Le conseil municipal de Bouillargues délibèrera le 15 juillet 1834 en l’absence de nombreux élus et sous la présidence de Jean-Pierre LAUBE :
«Rappel est fait de la délibération du 6 mai 1832 suite à la pétition des habitants de Garons qui ne s’oppose pas à la création de la commune, mais pas sur les bases de territoire définies dans la pétition. Le conseil réclame que Garons conserve ses 550ha qu’il possédait avant son adjonction à Bouillargues. Si le calcul devait se faire au prorata de la population, Garons qui ne forme que le cinquième de la population recevrait alors 802ha 40a 35ca.

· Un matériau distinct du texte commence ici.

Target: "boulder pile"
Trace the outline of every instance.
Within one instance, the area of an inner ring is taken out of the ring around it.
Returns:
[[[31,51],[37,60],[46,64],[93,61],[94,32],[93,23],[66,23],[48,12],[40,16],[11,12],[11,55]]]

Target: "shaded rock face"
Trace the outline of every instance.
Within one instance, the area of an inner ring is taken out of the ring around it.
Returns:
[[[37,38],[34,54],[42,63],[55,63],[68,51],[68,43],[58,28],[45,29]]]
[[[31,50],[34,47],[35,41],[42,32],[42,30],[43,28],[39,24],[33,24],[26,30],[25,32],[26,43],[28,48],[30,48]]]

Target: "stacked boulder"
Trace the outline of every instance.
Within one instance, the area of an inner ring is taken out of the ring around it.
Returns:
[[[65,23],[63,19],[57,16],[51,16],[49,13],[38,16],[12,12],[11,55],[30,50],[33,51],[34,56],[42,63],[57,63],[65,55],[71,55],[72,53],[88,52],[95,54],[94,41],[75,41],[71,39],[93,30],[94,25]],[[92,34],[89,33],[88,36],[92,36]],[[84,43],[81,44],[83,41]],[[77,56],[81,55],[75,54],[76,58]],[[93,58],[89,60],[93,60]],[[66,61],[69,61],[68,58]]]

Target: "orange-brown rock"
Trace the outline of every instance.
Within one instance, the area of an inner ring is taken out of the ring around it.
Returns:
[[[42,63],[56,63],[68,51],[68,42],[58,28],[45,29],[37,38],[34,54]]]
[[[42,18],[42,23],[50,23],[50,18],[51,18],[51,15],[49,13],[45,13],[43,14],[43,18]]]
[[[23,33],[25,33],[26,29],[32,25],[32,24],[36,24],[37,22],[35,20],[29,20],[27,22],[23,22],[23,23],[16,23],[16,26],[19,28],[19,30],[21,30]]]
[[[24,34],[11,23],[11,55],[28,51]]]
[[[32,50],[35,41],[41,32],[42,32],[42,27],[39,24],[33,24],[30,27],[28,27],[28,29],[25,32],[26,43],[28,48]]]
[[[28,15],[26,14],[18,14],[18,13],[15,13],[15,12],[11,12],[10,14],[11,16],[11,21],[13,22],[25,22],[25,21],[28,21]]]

Cette délibération fut soumise au Conseil Général du Gard dans sa session de 1833 ainsi qu’à la ville de Saint Gilles qui pourrait être amputée, selon la demande, de 400ha.
Le Conseil Général abonde dans le sens des communes de Bouillargues et Saint-Gilles, Garons devant rester ce qu’elle était avant sa réunification à Bouillargues.
Cependant, après une nouvelle demande des habitants de Garons, le Conseil Général est revenu sur sa décision du 1 février 1833 et a accordé à Garons ce que les habitants réclamaient dans leur première pétition allant à l’encontre de la délibération municipale du 6 mai 1832.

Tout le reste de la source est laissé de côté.